Tunisie: Rached Ghannouchi - « les contre-révolutionnaires et les anti-démocraties mènent une campagne aberrante contre le parlement et les députés »

16 Juin 2020

Le parlement et les députés sont la cible d'une campagne « aberrante » menée par « les contre-révolutionnaires et les anti-démocraties en Tunisie », a indiqué, mardi, le président de l'Assemblée des représentants du peuple (ARP), Rached Ghannouchi.
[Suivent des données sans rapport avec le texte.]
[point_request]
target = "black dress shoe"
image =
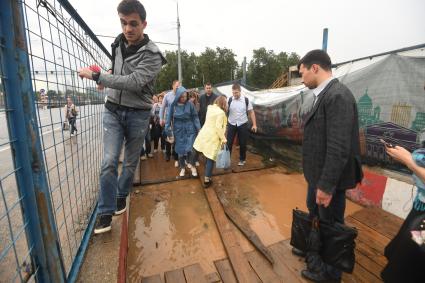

« Une campagne qui a atteint son apogée avec les appels à la dissolution du parlement et les tentatives imprudentes de créer des tensions dans les relations entre les autorités publiques, outre l'intention de porter atteinte aux symboles », s'est indigné Ghannouchi.

S'exprimant, mardi, à l'ouverture de la séance plénière consacrée à l'examen du projet de loi portant sur l'économie sociale et solidaire, Ghannouchi a dit que les activités parlementaires entament, aujourd'hui, une nouvelle étape, espérant qu'elle réponde aux aspirations des Tunisiens.

L'ARP, s'est défendu Ghannouchi, a prouvé son attachement à la démocratie et a fait montre de sa capacité de gérer la pluralité et la différence. Ce qui témoigne, selon lui, de la détermination du peuple tunisien, malgré sa colère contre ses institutions, à préserver les acquis de la révolution et des institutions républicaines et pluralistes qui en sont issues.

Réagissant à l'intervention de Rached Ghannouchi, la députée Abir Moussi, présidente du bloc du Parti Destourien Libre (PDL), a souligné que le parlement ne commencera pas une nouvelle page avant le retrait de confiance au président de l'ARP.

Le député du bloc Ennahdha, Samir Dilou a soulevé, quant à lui, un point d'ordre sur les propos de Abir Moussi accusant des députés d'effectuer des visites nocturnes à des terroristes détenus dans des prisons civiles.

Abir Moussi a, ainsi, porté atteinte à ses collègues, a-t-il dit. Elle a accusé les institutions de l'Etat et le ministère de la justice de corruption alors qu'elle fait l'objet, elle même, de poursuites judiciaires, conformément à l'article 96 du code pénal, s'est-il indigné.

Le Comité général des prisons et de la rééducation avait réagit aux propos de la présidente du PDL en affirmant que les mouvements des personnes détenues pour des affaires à caractère terroriste sont rigoureusement surveillées.